Title: University Joins Conversations on Social Movements, Gun Violence
Georgetown convenes conversations with its scholars, student leaders and members of the faith community on social movements and gun violence the day before the March for Our Lives event.
–Georgetown convened conversations with its scholars, student leaders and members of the faith community on social movements and gun violence the day before more than half a million people are expected to address the latter issue during today’s March for Our Lives event.
The march, planned by survivors of the Feb. 14 school shooting in Parkland, Florida, will rally near the White House today.
No matter what the subject, “the most important factor that differentiates winning movements from the rest are the grassroots how they mobilize and organize and work city by city, state by state to move the country closer to their ideal,” said Leslie Crutchfield, executive director of Global Social Enterprise Initiative at Georgetown during a panel discussion yesterday.
Making Movements Successful
Crutchfield, who wrote How Change Happens: Why Some Movements Succeed While Others Don’t (Wiley, 2018), participated in the panel with Leticia Bode, assistant professor of communication, culture and technology at Georgetown.
Other panelists included alumna Colleen Roberts (C’15), who has worked with Black Lives Matter and with community activists in Ferguson, Missouri; student leader Sarah Clements (C’18), who became a gun violence activist after her mother survived the school shooting in Newtown, Connecticut; and Georgetown Law professor David Cole, national legal director for the American Civil Liberties Union (ACLU).
Mo Elleithee, executive director of Georgetown’s Institute of Politics and Public Service, moderated the panel.
“If you look through the political prism at the last 10 years or so, the two social movements that have had the most impact and actually have effected political change are the NRA and the Tea Party,” Elleithee said. “On the consciousness side, you have MeToo, Black Lives Matter, [and] you’ve got the moment we’re in now that’s being manifested by this march.”
Growing Supporters
When the shootings at Sandy Hook Elementary in Newtown occurred in 2012, Crutchfield said the largest gun control campaign was the Brady Campaign, which had about 500,000 members compared to the nearly 5 million members of the National Rifle Association.
“After Sandy Hook, when Shannon Watts, the founder of Moms Demand Action, merged up with Mayor Bloomberg’s Mayors Against Illegal Guns to create Everytown, it’s only been in the last three years that that group has grown to have more than 4 million supporters,” Crutchfield said.
The panelists also talked about how movements now seek to influence the private sector in addition to government.
“It’s not a new strategy, it’s another target that organizations can use to try to influence,” said Bode, whose book Social Media Shaped the 2016 Presidential Campaign is expected to be released next year. “So, if you’re not seeing the ability to put pressure on a government organization, you can go to private organizations.”
Creating Hope
Boycott NRA resulted in the fastest movement of corporations pulling support from the gun lobby that she’s ever seen, she explained.

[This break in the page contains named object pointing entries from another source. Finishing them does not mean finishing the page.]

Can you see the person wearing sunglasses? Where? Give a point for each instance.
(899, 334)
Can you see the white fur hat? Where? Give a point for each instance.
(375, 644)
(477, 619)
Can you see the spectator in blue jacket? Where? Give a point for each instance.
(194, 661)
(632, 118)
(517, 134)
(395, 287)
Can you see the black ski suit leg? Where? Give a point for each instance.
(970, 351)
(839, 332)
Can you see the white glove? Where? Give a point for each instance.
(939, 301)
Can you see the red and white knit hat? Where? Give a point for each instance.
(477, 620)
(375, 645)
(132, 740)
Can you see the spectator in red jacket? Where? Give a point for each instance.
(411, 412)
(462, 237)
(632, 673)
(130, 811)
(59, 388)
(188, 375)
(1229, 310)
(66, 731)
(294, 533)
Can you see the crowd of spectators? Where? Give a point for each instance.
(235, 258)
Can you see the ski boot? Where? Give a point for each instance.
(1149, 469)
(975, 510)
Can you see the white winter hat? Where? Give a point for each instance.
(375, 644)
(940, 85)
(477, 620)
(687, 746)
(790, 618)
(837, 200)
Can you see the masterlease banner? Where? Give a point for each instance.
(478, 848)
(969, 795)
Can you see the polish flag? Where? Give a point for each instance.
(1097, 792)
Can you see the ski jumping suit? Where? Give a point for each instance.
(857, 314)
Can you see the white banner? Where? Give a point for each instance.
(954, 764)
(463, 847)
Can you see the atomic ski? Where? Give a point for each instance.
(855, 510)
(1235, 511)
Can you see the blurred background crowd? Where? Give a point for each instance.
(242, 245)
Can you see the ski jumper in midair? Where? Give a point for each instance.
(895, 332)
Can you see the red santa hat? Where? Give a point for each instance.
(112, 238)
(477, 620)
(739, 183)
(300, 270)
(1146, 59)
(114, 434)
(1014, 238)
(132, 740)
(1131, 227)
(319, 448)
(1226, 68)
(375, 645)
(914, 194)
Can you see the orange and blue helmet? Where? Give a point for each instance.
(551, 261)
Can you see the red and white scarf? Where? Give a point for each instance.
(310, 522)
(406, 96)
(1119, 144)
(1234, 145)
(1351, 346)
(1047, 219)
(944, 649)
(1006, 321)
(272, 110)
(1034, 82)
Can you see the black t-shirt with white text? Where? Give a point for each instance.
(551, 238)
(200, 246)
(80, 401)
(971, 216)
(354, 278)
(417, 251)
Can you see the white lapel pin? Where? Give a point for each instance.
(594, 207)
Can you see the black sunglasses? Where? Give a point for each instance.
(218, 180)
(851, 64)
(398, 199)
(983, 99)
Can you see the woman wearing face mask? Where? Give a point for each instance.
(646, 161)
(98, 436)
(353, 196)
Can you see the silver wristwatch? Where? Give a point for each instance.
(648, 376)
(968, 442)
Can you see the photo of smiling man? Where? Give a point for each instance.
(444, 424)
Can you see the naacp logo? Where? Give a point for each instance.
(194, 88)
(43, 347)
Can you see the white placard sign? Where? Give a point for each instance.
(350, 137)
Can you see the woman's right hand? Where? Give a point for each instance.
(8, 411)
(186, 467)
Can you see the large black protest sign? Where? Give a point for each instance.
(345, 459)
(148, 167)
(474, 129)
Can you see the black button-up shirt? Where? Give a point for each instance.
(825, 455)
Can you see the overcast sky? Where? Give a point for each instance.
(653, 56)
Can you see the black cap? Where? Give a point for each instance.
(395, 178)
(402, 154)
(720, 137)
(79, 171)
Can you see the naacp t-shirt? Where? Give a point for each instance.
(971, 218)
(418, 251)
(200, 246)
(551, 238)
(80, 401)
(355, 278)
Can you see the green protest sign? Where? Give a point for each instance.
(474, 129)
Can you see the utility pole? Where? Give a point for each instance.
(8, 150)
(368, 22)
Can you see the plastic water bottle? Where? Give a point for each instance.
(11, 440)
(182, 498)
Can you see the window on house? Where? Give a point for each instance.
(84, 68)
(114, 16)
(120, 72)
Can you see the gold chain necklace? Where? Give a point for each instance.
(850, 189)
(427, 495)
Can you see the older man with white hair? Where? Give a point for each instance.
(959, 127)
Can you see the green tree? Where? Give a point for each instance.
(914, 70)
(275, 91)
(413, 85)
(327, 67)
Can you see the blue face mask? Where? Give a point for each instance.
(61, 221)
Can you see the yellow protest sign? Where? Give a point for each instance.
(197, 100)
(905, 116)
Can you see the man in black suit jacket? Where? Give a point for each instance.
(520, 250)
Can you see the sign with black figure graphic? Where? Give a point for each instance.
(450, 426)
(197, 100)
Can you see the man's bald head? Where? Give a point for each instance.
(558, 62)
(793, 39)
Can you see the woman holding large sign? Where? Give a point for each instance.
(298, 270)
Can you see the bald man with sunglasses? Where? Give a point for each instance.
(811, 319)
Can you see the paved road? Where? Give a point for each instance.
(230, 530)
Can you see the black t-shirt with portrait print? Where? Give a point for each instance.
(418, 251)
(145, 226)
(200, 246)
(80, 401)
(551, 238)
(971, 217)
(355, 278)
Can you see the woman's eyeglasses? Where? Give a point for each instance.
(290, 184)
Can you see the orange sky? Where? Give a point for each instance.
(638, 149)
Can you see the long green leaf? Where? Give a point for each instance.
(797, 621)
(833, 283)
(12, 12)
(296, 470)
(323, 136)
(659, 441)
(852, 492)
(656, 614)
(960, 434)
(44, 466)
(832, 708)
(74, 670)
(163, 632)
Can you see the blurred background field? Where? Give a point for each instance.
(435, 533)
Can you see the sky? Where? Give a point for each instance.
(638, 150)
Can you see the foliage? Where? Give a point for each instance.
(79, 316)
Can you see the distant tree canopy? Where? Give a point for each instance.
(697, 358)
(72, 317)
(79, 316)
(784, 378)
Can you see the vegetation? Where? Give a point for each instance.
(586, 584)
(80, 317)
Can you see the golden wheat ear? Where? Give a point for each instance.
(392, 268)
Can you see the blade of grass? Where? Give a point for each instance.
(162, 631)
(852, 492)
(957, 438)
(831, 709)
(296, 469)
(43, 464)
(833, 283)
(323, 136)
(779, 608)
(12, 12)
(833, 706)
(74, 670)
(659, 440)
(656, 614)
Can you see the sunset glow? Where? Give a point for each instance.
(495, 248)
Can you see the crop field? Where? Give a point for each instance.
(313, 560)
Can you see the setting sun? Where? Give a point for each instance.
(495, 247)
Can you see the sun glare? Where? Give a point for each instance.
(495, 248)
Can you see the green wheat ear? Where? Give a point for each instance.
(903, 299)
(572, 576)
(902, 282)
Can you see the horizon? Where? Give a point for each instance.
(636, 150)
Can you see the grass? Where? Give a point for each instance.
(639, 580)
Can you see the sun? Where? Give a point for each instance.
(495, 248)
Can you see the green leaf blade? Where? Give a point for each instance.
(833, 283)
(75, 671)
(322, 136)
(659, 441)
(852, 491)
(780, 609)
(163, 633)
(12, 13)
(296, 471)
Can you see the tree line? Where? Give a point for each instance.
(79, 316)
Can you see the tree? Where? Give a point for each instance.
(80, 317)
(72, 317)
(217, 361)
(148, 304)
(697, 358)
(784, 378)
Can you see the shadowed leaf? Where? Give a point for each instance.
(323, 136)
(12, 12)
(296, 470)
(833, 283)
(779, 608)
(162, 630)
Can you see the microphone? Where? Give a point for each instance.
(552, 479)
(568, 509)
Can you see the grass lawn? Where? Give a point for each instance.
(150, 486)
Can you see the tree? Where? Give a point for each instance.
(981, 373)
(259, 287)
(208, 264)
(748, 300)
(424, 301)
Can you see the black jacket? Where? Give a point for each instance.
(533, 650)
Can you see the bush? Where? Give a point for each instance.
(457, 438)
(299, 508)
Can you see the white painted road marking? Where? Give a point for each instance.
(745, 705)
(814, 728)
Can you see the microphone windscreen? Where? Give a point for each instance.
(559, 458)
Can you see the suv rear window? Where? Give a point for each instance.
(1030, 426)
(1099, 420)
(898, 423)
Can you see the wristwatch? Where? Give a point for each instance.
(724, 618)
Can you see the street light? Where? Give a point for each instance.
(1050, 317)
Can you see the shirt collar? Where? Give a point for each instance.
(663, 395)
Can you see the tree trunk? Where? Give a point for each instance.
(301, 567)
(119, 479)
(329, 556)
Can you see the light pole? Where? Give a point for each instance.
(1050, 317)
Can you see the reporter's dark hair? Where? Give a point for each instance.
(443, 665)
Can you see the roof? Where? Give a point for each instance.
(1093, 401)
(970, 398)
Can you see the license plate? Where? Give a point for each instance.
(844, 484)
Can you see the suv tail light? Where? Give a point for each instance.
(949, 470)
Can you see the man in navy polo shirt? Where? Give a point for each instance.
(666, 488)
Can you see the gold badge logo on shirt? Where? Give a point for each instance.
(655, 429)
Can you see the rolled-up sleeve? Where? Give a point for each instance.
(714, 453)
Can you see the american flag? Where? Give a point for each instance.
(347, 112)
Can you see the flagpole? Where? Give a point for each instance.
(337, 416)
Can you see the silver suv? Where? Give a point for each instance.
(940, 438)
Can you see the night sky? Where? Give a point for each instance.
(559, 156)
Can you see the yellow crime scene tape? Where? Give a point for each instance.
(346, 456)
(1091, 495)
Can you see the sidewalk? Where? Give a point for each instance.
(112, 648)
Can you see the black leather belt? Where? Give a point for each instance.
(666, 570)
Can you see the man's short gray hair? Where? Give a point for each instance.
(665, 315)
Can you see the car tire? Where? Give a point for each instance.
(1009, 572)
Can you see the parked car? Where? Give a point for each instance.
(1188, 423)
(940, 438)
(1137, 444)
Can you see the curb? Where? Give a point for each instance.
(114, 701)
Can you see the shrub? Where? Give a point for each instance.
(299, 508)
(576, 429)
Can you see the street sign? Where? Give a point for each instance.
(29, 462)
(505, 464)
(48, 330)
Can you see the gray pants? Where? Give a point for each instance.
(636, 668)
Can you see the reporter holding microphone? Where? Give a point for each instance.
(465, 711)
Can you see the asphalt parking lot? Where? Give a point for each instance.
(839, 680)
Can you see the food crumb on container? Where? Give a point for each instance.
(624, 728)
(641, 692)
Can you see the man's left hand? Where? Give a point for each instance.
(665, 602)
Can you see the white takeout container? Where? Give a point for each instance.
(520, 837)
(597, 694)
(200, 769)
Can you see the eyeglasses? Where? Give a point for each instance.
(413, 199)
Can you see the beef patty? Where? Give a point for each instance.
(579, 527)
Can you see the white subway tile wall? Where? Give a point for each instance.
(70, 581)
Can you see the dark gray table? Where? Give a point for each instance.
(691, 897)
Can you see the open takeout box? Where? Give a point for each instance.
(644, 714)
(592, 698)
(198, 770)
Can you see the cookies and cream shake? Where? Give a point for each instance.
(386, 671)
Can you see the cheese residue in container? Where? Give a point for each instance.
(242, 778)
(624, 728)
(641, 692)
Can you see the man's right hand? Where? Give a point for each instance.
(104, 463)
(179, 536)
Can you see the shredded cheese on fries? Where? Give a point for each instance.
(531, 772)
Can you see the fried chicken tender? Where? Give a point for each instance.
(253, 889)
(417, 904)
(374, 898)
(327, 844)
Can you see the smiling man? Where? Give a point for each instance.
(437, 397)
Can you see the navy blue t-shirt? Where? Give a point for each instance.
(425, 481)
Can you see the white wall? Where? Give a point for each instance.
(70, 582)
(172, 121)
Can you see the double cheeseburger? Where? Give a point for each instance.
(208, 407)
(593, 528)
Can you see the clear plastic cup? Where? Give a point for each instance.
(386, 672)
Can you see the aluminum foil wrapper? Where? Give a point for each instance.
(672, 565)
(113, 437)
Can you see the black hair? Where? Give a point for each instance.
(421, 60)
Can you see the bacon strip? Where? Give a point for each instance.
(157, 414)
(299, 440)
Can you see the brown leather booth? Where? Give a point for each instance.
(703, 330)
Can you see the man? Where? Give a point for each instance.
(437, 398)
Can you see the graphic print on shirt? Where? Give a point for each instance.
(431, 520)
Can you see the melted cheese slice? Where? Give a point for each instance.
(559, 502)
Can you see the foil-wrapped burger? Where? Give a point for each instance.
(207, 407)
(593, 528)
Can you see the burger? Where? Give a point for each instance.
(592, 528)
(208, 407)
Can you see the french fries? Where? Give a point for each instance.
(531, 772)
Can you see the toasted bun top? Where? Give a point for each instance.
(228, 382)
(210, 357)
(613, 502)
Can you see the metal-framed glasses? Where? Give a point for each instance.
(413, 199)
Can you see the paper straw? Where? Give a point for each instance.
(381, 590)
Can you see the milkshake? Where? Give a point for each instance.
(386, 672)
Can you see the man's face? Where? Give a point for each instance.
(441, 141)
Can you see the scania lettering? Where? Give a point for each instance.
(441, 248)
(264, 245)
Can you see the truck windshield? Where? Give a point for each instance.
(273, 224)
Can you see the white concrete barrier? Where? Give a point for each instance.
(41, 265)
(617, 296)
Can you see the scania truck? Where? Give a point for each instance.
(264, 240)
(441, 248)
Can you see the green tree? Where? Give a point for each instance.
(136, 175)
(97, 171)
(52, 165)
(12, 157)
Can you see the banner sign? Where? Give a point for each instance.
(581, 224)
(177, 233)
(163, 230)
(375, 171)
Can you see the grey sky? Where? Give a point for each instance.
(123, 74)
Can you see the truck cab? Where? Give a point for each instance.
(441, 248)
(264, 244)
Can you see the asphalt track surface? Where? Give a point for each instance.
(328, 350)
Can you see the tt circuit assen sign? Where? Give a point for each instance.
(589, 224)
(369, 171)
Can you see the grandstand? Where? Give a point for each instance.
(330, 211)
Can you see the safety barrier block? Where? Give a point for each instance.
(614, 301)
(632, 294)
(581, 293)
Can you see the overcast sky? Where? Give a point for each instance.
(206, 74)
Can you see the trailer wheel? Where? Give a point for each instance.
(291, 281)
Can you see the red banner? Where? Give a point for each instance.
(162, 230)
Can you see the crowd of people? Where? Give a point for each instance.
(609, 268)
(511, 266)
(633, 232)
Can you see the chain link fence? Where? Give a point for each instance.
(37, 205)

“Corporations who were late to that game actually got called out for taking too long, and that to me is an interesting shift that technology has changed the speed at which this happens,” she added.
Cole, thethe George J. Mitchell Professor in Law and Public Policy at Georgetown Law, closed with a sentiment about the hope social movements give that he expressed in his most recent book, Engines of Liberty: The Power of Citizen Activists to Make Constitutional Law (Basic Books, 2018).
“The notion is that you are not born with the DNA for hope, nor are you born with the DNA for apathy or fatalism,” said Cole. “It is not that hope causes people to act. It is the other way around. If we act, we create hope, and it’s also true that if we sit back and spectate, we create fatalism.”
The O’Neill Institute for National and Global Health Law at Georgetown Law will present a panel discussion on Gun Violence: Public Health & the Second AmendmentMarch 26 at 5:30 p.m. at the Georgetown Law Campus. A student from Marjory Stoneman Douglas High School will be among the panelists.
Continuing Dialogue
Rev. Bryant Oskvig, director of Protestant ministry, Rabbi Rachel Gartner, director of Jewish Life; and Rev. Brandon Harris, Protestant chaplain for the Law Center listen as Rev. Greg Schenden, S.J., Catholic chaplain, speaks.
An earlier Friday panel explored the roles of the faith community in the fight against gun violence.
Rev. Bryant Oskvig, director of Protestant ministry, moderated the discussion, which featured Rabbi Rachel Gartner, director of Jewish Life; Rev. Brandon Harris, Protestant chaplain for the Law Center; and Rev. Greg Schenden, S.J., Catholic chaplain.
Schenden said one of the cornerstones of Ignatian tradition is the spiritual exercises, where each person is recognized as a child of God when engaged in dialogue.
“We’re not able to engage in authentic dialogue in so many places, in our church, and most certainly not in our culture,” Schenden said. “All too often engaging in dialogue becomes about debate, but dialogue involves both speaking and listening.”